There are many similarities between the military and civilian worlds. However, the main difference is that in the military, everyone works together as a team and there is an element of camaraderie. The sense of brotherhood or sisterhood that exists is largely due to the fact that they are essentially facing life and death situations on a daily basis with each other. This can be a very stressful environment and it is important to have a strong sense of camaraderie that will help soldiers through these situations.

In the civilian world, working conditions are not as structured and there is usually less camaraderie. In addition, most civilians are paid on a hourly basis and are not guaranteed employment for the rest of their lives. For instance, if a company goes bankrupt, the employee is not guaranteed to have a job in the future. This means that it is not uncommon for a civilian to have several jobs over the course of his or her lifetime.

Another big difference between the military and civilian worlds is the amount of control that civilian authority has over the armed forces. It is important to maintain a balance where the civilian leadership decides the objective of an action but leaves it to the armed forces to determine the best way to achieve that objective.
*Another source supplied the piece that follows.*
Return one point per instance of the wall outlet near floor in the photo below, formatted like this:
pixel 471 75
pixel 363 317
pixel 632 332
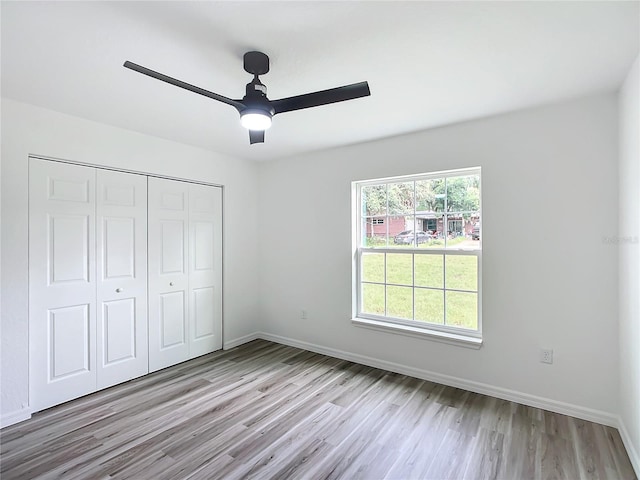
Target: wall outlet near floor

This is necessary in order to avoid overstepping the prerogatives of the military and provoking a backlash.

In the context of international humanitarian law, it is unclear as to whether members of armed opposition groups fall within the definition of civilians or combatants. Most manuals state that civilians who directly participate in hostilities lose their protection against attack and become combatants, but do not address the issue of armed opposition groups. This creates a grey area that needs further clarification in the practice of military law.